Glasgow University engineers are providing their drilling expertise to projects that will extract rock samples from the Antarctic and deep beneath extraterrestrial surfaces.
Dr Patrick Harkness and Dr Kevin Worrall from the James Watt School of Engineering are leading the engineering research on a projected titled INCISED which is headed to Antarctica, and the ESA-funded Deeper project to build a collapsible drill for sample collection on other planets.
Led by Durham University and funded by the European Research Council, INCISED will use Glasgow University’s Percussive Rapid Access Isotope Drill (P-RAID) drill technology, which was developed in collaboration with Durham University and the British Antarctic Survey, to take samples of bedrock from underneath the ice sheet.
P-RAID is said to be a rotary-percussive device that can be lowered from the polar surface to the bedrock. According to Glasgow University, the drill’s hammering action is carefully controlled by an autonomous system and uses as little force as possible.
Once the rock samples are returned to the UK, they will undergo isotope analysis at the Scottish Universities Environmental Research Centre (SUERC) in East Kilbride. The results will help scientists to learn more about when the rocks were last exposed by retreating ice, which will improve future climate models and expand understanding on how much sea level rise could be expected in a warmer world.
Working again with the British Antarctic Survey, and in partnership with RolaTube and Apogee Engineering, Project Deeper will see the team create a lightweight, flexible drill-string that can be coiled up inside a rover, like a tape measure, when it is not in use.
When the rover reaches an area of interest, the drill will begin to unspool the flattened drill-string. This material will then reportedly double over itself to create a pipe that can be extended downwards by continuing to rotate the hub. This could allow far deeper drilling than current technology and enable more detailed analysis from further back in time.
In a statement, Dr Harkness said: “Comparing the climate histories of two different planets will allow us to unpick how much climate change is natural, and how much has been driven by industrialisation.

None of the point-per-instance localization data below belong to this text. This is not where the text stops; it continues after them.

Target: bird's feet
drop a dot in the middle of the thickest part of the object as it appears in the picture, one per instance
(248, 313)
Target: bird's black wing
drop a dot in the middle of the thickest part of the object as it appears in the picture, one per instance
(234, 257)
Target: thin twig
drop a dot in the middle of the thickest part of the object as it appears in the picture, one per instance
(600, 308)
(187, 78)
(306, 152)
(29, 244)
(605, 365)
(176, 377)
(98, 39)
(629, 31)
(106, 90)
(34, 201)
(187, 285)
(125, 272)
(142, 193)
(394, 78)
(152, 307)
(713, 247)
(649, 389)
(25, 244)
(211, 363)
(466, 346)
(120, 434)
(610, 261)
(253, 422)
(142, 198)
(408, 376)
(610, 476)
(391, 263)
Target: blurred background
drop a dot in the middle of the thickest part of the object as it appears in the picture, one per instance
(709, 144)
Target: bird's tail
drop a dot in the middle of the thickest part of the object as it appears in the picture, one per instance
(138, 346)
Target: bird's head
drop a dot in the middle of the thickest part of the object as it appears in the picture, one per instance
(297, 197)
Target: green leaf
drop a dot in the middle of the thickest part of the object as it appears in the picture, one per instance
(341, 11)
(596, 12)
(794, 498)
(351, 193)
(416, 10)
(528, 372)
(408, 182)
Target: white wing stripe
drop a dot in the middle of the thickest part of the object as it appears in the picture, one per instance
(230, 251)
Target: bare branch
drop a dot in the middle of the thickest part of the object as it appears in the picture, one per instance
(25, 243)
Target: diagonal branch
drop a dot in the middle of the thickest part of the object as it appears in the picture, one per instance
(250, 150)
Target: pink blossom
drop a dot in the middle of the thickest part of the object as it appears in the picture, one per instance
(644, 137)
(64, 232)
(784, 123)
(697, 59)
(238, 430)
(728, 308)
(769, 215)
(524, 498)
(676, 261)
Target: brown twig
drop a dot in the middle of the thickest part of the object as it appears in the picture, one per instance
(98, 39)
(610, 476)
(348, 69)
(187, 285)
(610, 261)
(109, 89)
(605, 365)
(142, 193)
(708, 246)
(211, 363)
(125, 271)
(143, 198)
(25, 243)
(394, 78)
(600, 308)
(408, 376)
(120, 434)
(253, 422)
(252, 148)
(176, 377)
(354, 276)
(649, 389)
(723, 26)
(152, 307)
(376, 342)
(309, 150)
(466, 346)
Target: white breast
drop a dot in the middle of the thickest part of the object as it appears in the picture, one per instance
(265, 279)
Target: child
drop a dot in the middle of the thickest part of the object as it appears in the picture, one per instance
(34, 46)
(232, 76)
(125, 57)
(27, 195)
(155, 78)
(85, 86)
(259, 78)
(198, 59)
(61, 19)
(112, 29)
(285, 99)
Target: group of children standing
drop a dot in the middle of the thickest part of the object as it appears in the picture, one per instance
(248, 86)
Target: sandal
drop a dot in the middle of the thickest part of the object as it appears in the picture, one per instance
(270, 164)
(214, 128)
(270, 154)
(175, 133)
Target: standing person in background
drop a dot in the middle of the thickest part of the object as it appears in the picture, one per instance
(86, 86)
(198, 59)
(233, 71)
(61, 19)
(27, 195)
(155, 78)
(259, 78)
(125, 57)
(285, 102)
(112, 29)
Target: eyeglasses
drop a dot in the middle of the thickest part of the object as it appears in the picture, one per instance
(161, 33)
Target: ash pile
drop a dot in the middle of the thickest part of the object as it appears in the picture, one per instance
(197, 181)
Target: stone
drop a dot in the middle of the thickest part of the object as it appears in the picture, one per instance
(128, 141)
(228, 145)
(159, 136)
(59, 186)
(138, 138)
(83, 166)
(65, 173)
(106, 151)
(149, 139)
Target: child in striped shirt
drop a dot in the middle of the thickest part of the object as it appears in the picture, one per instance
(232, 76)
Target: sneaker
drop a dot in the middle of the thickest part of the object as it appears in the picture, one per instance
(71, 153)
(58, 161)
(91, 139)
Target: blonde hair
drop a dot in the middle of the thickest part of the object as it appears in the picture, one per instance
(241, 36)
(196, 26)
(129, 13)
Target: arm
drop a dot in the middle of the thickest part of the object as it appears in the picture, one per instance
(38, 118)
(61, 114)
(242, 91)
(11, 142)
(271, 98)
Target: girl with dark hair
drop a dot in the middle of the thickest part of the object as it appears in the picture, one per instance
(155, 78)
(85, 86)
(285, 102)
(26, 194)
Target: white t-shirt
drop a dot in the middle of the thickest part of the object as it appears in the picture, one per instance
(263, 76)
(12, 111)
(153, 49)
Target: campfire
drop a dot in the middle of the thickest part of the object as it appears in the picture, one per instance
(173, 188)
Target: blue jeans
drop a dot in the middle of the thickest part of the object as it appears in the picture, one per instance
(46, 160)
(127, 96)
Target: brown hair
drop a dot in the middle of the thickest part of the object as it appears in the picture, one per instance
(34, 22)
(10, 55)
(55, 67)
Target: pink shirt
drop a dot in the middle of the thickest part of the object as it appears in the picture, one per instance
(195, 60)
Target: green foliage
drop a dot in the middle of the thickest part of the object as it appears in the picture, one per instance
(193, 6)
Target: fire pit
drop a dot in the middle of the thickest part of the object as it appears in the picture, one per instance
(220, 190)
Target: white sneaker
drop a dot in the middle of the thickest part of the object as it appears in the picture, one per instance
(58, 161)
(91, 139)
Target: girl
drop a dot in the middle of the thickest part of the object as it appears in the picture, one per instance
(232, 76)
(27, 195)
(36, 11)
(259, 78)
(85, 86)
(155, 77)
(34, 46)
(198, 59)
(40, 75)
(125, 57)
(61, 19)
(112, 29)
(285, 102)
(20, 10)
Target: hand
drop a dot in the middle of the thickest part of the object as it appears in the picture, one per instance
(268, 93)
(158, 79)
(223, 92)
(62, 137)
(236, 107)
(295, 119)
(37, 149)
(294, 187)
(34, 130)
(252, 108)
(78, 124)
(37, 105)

The two activities also support one another technologically: ideas originally developed for space can be put to use in the polar regions, and the experience of deployment to those harsh environments helps to mature technology for space.
“We’re glad to be working with our partners on these two projects which expand the scope of both earthbound and space-based rock sampling, and we’re looking forward to getting out into the field in the coming months.”
Both drills will be integrated at Glasgow University, with testing at Saint-Gobain’s Bantycock Quarry in Nottinghamshire next year, with xpeditions to Greenland and Antarctica to follow.